# aluminum boat non-slip interior coating



## Johnny Bravo (Mar 23, 2009)

Anyone know of a reasonably priced do-it-yourself non-slip/non-skid interior boat deck/bottom in the Navarre/Gulf Breeze area? Maybe something I can roll on? I'm looking to coat the interior floor with non-skid and would like it to be not terribly abrasive. Maybe rubber granules? Preferably in an olive drab or possibly dark gray color. Looking to refurb a duck boat. I've already ripped out the old carpet, and haven't found anything during my research thatsupposedly lasts and has my desired colors. At least for a reasonable price. Cabela's Tuff Stuff didn't get a very good rating overall. Any suggestions??

J.B.


----------



## sealark (Sep 27, 2007)

Get some fiberglass resin and coat the deck wit it then before the resin sets up throw a lot of sand over it, let it harden then wash the excess sand from the deck, let the water dry after washing, paint the deck the desired color.

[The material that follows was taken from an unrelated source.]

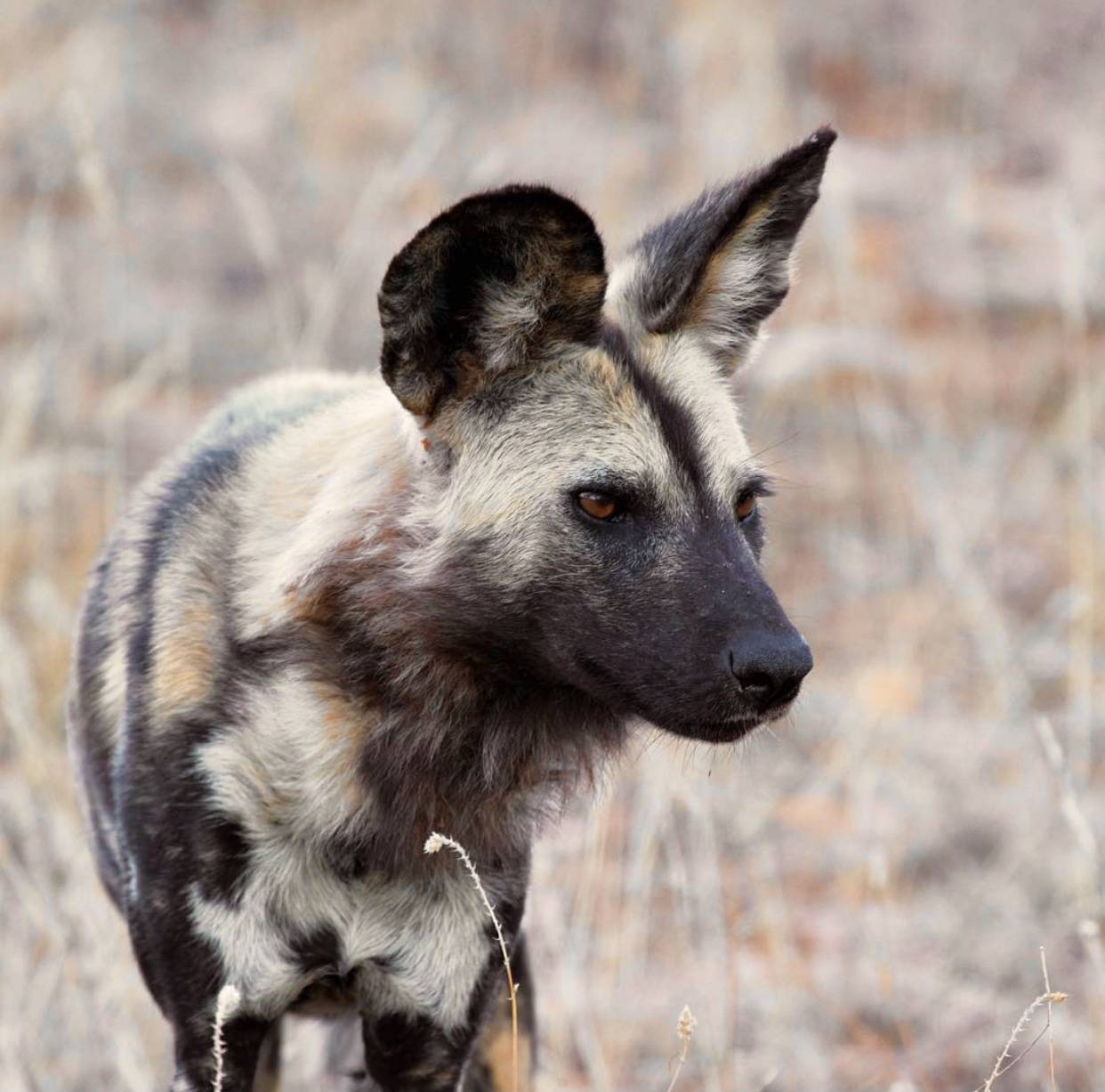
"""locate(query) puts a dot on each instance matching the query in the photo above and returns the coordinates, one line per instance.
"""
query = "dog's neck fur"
(457, 739)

If you want a less rough deck just put another coat of resin over the sand before painting.


----------



## X-Shark (Oct 3, 2007)

This is what I will use.



http://www.backwaterbowfishing.com/onlinestore/cart.php?m=product_detail&p=197



I have used Durabak in the past. Even the owners decided to snipe the pix's of my boat for their website. I've asked them to remove them.



I will NOT use the product again. It was defective.



http://www.durabakcompany.com/marine3.htm


----------